N8 & F8: The cb of N8 and F8 are both quite acceptable. At min. drag, both slides a bit near ±30 degrees but the effect diminishes to unobjectionable level when adding appropriate drag. The Cartoni employs a “winged” cb mechanism which can be found at US patent doc US7331675. The Manfrotto employs a novel and practical means, i.e., a piston, which works very much like a lineal spring. I am unaware of any sinusoidal compensation mechanism in this case. The results are similar.
V6: The Perfect Balance is exemplary. Simple and effective rod compensation mechanism, which can be found at US patent doc US8596892. No complain here, though the min. drag of Vision 6 is set at relatively high level.

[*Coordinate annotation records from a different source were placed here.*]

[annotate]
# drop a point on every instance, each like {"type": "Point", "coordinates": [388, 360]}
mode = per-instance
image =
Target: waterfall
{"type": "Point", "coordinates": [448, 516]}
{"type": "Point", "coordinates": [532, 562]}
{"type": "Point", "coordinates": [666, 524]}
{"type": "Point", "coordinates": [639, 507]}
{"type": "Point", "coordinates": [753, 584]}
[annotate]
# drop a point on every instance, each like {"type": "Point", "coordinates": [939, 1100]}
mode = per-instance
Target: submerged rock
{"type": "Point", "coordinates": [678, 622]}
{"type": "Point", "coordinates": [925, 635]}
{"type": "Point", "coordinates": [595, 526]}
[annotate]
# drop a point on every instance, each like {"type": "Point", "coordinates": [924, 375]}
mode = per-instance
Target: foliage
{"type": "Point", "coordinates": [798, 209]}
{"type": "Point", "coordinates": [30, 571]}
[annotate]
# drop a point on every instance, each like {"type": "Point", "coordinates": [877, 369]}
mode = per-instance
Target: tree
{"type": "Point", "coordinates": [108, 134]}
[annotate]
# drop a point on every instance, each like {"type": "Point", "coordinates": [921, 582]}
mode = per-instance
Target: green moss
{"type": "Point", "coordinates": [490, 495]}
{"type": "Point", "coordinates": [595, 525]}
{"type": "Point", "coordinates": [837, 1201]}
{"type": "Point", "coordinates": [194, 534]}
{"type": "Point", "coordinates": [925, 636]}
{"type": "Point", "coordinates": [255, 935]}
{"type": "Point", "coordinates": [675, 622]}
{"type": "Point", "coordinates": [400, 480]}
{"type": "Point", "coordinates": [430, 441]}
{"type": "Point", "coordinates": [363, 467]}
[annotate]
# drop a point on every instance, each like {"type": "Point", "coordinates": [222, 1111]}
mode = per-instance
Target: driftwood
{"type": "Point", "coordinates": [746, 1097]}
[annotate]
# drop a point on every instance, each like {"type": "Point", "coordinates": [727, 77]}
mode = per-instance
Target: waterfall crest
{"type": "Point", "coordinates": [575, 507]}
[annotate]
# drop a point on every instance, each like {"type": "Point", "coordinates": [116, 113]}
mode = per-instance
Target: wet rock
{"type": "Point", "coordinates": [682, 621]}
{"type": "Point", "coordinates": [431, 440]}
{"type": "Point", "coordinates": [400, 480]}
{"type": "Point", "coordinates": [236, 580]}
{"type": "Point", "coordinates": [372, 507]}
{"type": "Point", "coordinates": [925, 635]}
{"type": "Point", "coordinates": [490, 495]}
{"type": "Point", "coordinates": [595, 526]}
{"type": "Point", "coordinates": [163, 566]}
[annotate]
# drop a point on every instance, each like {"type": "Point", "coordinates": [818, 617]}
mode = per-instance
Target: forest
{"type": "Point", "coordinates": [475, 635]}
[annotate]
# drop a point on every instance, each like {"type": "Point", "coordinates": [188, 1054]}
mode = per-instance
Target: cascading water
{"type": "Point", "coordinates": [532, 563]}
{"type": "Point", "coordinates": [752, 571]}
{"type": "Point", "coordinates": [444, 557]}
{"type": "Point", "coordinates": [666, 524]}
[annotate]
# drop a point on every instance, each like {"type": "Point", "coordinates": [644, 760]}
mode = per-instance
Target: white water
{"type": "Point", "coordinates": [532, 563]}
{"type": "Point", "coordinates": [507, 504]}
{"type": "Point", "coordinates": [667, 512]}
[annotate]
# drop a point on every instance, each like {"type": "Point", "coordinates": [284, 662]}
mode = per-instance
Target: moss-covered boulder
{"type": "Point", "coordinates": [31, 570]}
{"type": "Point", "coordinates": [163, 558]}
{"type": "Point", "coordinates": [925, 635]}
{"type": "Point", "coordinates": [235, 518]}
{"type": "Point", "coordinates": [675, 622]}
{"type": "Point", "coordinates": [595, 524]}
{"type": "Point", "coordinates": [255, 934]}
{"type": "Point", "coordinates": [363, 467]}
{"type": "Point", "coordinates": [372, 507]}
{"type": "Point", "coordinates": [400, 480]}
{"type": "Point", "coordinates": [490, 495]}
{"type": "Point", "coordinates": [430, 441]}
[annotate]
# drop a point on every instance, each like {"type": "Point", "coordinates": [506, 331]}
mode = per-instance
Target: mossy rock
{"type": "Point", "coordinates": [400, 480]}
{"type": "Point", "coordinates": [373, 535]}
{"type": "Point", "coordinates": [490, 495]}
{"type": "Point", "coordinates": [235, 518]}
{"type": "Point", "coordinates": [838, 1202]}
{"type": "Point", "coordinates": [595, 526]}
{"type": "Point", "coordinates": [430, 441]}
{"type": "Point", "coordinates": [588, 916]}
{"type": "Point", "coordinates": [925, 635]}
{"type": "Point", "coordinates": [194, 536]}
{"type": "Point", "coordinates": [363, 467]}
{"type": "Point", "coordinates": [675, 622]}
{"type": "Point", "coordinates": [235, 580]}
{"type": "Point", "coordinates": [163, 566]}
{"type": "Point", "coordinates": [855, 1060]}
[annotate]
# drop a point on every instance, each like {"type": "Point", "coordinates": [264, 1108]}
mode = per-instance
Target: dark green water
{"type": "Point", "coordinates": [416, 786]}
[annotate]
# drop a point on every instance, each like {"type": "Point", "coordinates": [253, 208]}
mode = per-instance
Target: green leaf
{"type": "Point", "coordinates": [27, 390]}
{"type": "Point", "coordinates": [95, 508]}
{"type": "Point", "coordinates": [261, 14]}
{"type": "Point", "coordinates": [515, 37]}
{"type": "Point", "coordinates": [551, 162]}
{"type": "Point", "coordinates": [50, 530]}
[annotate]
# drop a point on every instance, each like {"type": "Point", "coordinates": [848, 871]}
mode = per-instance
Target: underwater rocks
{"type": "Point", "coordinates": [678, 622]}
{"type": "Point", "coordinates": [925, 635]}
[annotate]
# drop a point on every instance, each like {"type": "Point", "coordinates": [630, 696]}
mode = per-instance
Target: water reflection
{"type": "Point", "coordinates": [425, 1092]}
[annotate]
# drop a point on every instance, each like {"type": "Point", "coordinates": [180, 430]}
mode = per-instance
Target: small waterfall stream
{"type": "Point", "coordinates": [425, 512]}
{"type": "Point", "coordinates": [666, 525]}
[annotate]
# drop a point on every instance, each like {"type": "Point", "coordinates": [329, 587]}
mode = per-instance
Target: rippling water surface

VH10: Fixed 2kg spring. Not adjustable, no compensation at all, only better than none.
N8: The feeling of drag is convincing, especially horizontal, which enjoys an unusually large range for this class of head, from near zero friction to very high torque movement. Perfect for both whip and slow motion.
F8: Acceptable only. Quite a bit friction remains at min, low torque at max.

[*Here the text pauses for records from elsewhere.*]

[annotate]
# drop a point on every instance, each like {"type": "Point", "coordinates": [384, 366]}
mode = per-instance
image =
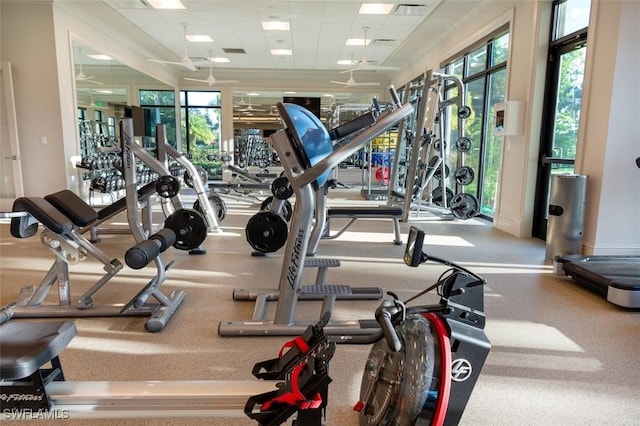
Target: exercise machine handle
{"type": "Point", "coordinates": [140, 255]}
{"type": "Point", "coordinates": [384, 313]}
{"type": "Point", "coordinates": [394, 96]}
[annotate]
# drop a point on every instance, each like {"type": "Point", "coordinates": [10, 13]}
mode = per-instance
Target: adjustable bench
{"type": "Point", "coordinates": [25, 347]}
{"type": "Point", "coordinates": [617, 278]}
{"type": "Point", "coordinates": [307, 155]}
{"type": "Point", "coordinates": [29, 387]}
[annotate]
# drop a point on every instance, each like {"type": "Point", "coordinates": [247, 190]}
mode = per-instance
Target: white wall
{"type": "Point", "coordinates": [529, 23]}
{"type": "Point", "coordinates": [608, 143]}
{"type": "Point", "coordinates": [37, 96]}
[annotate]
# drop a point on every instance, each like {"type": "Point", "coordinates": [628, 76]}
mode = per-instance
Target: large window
{"type": "Point", "coordinates": [483, 73]}
{"type": "Point", "coordinates": [563, 99]}
{"type": "Point", "coordinates": [200, 123]}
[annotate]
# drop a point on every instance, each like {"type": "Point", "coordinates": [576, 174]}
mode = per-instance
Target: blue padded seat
{"type": "Point", "coordinates": [26, 346]}
{"type": "Point", "coordinates": [310, 136]}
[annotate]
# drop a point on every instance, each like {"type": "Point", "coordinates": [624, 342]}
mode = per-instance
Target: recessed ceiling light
{"type": "Point", "coordinates": [376, 8]}
{"type": "Point", "coordinates": [199, 38]}
{"type": "Point", "coordinates": [101, 57]}
{"type": "Point", "coordinates": [166, 4]}
{"type": "Point", "coordinates": [357, 41]}
{"type": "Point", "coordinates": [281, 52]}
{"type": "Point", "coordinates": [275, 26]}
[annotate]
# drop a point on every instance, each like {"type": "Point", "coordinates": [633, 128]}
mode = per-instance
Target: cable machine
{"type": "Point", "coordinates": [424, 164]}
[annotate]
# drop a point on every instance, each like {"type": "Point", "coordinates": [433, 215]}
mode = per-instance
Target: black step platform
{"type": "Point", "coordinates": [27, 345]}
{"type": "Point", "coordinates": [617, 278]}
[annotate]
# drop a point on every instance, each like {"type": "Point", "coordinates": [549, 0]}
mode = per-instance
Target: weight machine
{"type": "Point", "coordinates": [422, 154]}
{"type": "Point", "coordinates": [63, 215]}
{"type": "Point", "coordinates": [308, 156]}
{"type": "Point", "coordinates": [167, 186]}
{"type": "Point", "coordinates": [426, 359]}
{"type": "Point", "coordinates": [295, 382]}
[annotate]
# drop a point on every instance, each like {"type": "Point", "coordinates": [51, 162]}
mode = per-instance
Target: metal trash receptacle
{"type": "Point", "coordinates": [565, 223]}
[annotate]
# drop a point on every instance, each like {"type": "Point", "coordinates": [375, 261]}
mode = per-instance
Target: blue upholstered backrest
{"type": "Point", "coordinates": [309, 135]}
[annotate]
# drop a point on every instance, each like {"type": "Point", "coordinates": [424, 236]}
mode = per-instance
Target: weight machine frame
{"type": "Point", "coordinates": [305, 177]}
{"type": "Point", "coordinates": [424, 156]}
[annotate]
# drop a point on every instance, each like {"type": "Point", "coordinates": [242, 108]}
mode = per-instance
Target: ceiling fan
{"type": "Point", "coordinates": [352, 82]}
{"type": "Point", "coordinates": [81, 76]}
{"type": "Point", "coordinates": [365, 64]}
{"type": "Point", "coordinates": [185, 61]}
{"type": "Point", "coordinates": [249, 108]}
{"type": "Point", "coordinates": [211, 80]}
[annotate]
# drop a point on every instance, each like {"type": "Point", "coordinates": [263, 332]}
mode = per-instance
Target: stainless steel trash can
{"type": "Point", "coordinates": [565, 223]}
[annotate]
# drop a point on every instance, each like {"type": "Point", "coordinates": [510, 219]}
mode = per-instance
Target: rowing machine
{"type": "Point", "coordinates": [307, 156]}
{"type": "Point", "coordinates": [426, 359]}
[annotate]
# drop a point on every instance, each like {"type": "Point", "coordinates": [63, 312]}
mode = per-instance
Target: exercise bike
{"type": "Point", "coordinates": [426, 359]}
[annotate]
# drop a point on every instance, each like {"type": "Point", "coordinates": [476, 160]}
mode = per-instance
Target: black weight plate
{"type": "Point", "coordinates": [201, 172]}
{"type": "Point", "coordinates": [436, 196]}
{"type": "Point", "coordinates": [167, 186]}
{"type": "Point", "coordinates": [189, 226]}
{"type": "Point", "coordinates": [464, 175]}
{"type": "Point", "coordinates": [438, 172]}
{"type": "Point", "coordinates": [266, 232]}
{"type": "Point", "coordinates": [464, 112]}
{"type": "Point", "coordinates": [286, 211]}
{"type": "Point", "coordinates": [465, 206]}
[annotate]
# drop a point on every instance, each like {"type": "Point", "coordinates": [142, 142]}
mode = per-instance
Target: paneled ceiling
{"type": "Point", "coordinates": [317, 39]}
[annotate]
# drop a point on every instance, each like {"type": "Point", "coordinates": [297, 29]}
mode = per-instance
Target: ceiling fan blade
{"type": "Point", "coordinates": [196, 79]}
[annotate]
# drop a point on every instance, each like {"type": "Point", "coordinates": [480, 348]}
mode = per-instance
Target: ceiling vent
{"type": "Point", "coordinates": [383, 42]}
{"type": "Point", "coordinates": [233, 50]}
{"type": "Point", "coordinates": [410, 9]}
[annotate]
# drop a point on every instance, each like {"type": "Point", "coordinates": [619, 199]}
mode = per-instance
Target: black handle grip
{"type": "Point", "coordinates": [394, 96]}
{"type": "Point", "coordinates": [376, 105]}
{"type": "Point", "coordinates": [140, 255]}
{"type": "Point", "coordinates": [383, 316]}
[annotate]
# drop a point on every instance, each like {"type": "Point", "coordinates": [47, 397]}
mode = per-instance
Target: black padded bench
{"type": "Point", "coordinates": [25, 348]}
{"type": "Point", "coordinates": [40, 210]}
{"type": "Point", "coordinates": [617, 278]}
{"type": "Point", "coordinates": [355, 213]}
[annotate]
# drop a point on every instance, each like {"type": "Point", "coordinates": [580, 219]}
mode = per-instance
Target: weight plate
{"type": "Point", "coordinates": [438, 172]}
{"type": "Point", "coordinates": [286, 211]}
{"type": "Point", "coordinates": [463, 144]}
{"type": "Point", "coordinates": [396, 386]}
{"type": "Point", "coordinates": [167, 186]}
{"type": "Point", "coordinates": [281, 189]}
{"type": "Point", "coordinates": [189, 226]}
{"type": "Point", "coordinates": [464, 112]}
{"type": "Point", "coordinates": [464, 175]}
{"type": "Point", "coordinates": [201, 172]}
{"type": "Point", "coordinates": [218, 205]}
{"type": "Point", "coordinates": [266, 231]}
{"type": "Point", "coordinates": [465, 206]}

V6: Vision 6 uses LF (Lubricated Friction) drag, the min. drag is set at relatively high level. Noticeable but not so different compared with max. drag , i.e., narrow range. Much worse than their TF(Thin Film) drag tech.
VH10: Just floppy.
N8 & F8: N8 identifies its load capacity from 0-8kg at 55mm cog(center of gravity). Not bad but not on the same level of F8: identical 0-8kg, but at 75mm cog. In my test, both heads can start from 0, but N8 won’t hold my standard testing tools, so a lighter weight is used. There is a 10cm cog difference between the two at respective max cb settings. F8 lives up to its balance graph perfectly well. But as this is not my standard testing tools and no balance graph was provided by manufacturer, I can’t calculate the cog and load capacity of N8, but I think the specification is relatively accurate and the max load may be around 5-6kg translated to 75mm cog. Not bad at all, just falls short of best practice in industry.
V6: Here comes what I dislike Vinten most. The range is 2-3kg throughout and the min bar is so high. Sometimes you need multiple heads to cover up all your scopes.
VH10: Without an effective cb mechanism, it is mainly friction to hold the head with higher loads. It seems pointless to assess here, so I just mark a 5 (min. acceptable performance).
N8 & F8: F8 excels here with a 5(8kg/1.6kg), actually this is the most potent/compact small fluid head I can find. N8 is not far behind with a 3(6kg/2kg). As N12 and N8 share the same chassis and are of similar weight, I think N12’s L/W Ratio will improve quite a bit.
VH10: Although the result is a high 6.6(6kg/0.91kg), it just doesn’t count. 5 points, same reason above.
F8 & V6: Both ±90 degrees.
N8：+90/-70. Not a big problem for zenith gazers considering it can mount backward.
VH10: 5 points, same reason above.
N8: Chassis made of quality metal, some plastic small parts. Working temp -15~+50 c. May have a problem under extreme weather.
F8: More plastic used, but Cartoni claimed the material is a high-tech plastic developed by a local university. Working temp -40~+60 c.
V6: Main parts made of casted aluminum. Working temp presumably -40~+60c.
VH10: Just cheap. Working temp presumably -20~60 c.
N8: The side load mechanism is easy to operate. Bubble lights up. Big knobs, quick dials. Very good.
F8: Slide in mounting. With scales, though no bubble, and it is time consuming to dial the cb from min to max.
V6: Slide in mounting, no scales, Bubble lights up. A bit awkward to dial the cb when load is high.
Vh10: Plain but acceptable.
The N series is the best fluid head Manfrotto offered in recent years. Its novel piston cb mechanism proves to be effective. The N8 is a good all-rounder at an affordable price.
Edited by range88, 24 June 2018 - 09:37 AM.